Hidden on the grounds of the Schell brewery are lagering cellars built in the 1890s by Otto Schell, son of the company’s founder August. Nestled in those cellars is a single cypress fermentation tank installed in 1936 by Otto’s grandson Alfred. There were of course more of these tanks at one time, but they were dismantled and removed sometime later in the brewery’s history. Only the one remains.
In 2008 current Brewmaster and 6th generation descendant of August Schell, Jace Marti, returned from brewing school and set about restoring that piece of Schell’s history. The plan was to use it for a special line of beers called the Noble Star Collection. The wooden vessel was to be inoculated with cultures of brettanomyces and lactic acid producing bacteria to craft the delicate sour beers were once an important part of German brewing tradition.
The first beer in the collection is Star of the North, brewed in the style of the nearly extinct Berliner Weisse. A mash of pilsner and wheat malt (mostly wheat) was given a double decoction and the wort was sent to the fermenter without boiling, as is traditional for the style. The driving force of Berliner Weisse is the character derived from fermentation by lactobacillus, an acid producing bacteria. It results in a tart, fruity beer that can be drunk as is, but is often enjoyed with a shot of sweet raspberry or woodruff syrup – “mit Schuß.” Hops play next to no role in the flavor of Berliner Weisse – Star of the North boasts only 4 IBU. Hops are added more for their preservative quality to keep the lactic fermentation in check.

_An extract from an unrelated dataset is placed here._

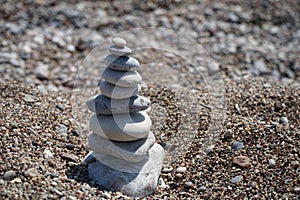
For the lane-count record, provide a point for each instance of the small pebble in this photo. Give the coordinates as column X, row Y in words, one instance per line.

It’s a trend now for American brewers to revive historic beer styles. Berliner Weisse is one of them. Many of these efforts aim high, but end up short of their mark. Schell’s is one of my top-5 breweries in Minnesota. They have a solid reputation for crafting traditional German ales and lagers. I was excited to see what they would do with Berliner Weisse.
Here’s my notes:
Aroma: Delicate. Fronts with tart green apples and fresh lemons. Crackery wheat sits just underneath. A dash of floral makes an appearance. There is a hint of brettanomyces barnyard, but only if you look for it.
Appearance: Pale yellow. Very hazy, but not quite cloudy. Has a white cast like a Beligan witbier. The moderate stand of fluffy, white foam dissipated fairly quickly, falling to a gauze on the surface. Effervescent bubbles.
Flavor: Bright and tart with high acidity; cider-like. Green apples and lemons lead, like the aroma. Acidity is the primary flavor driver, but cracker-like wheat survives to provide a comfy cushion. A bit of brettanomyces leather and barnyard brings earthy tones to this beer that is otherwise all about sunshine. Hops never make an appearance. The finish is quick and dry with some lingering tartness.
Mouthfeel: Light body. Effervescent carbonation.
Overall Impression: Delightful and refreshing. Despite its lightness there are layers of flavor, particularly as the brettanomyces yeast adds earthy depth. At 3.5% alcohol, Star of the North is a light and satisfying, summer patio sipper. It’s beautiful as it is, but it would be great with a “Schuß” of raspberry syrup.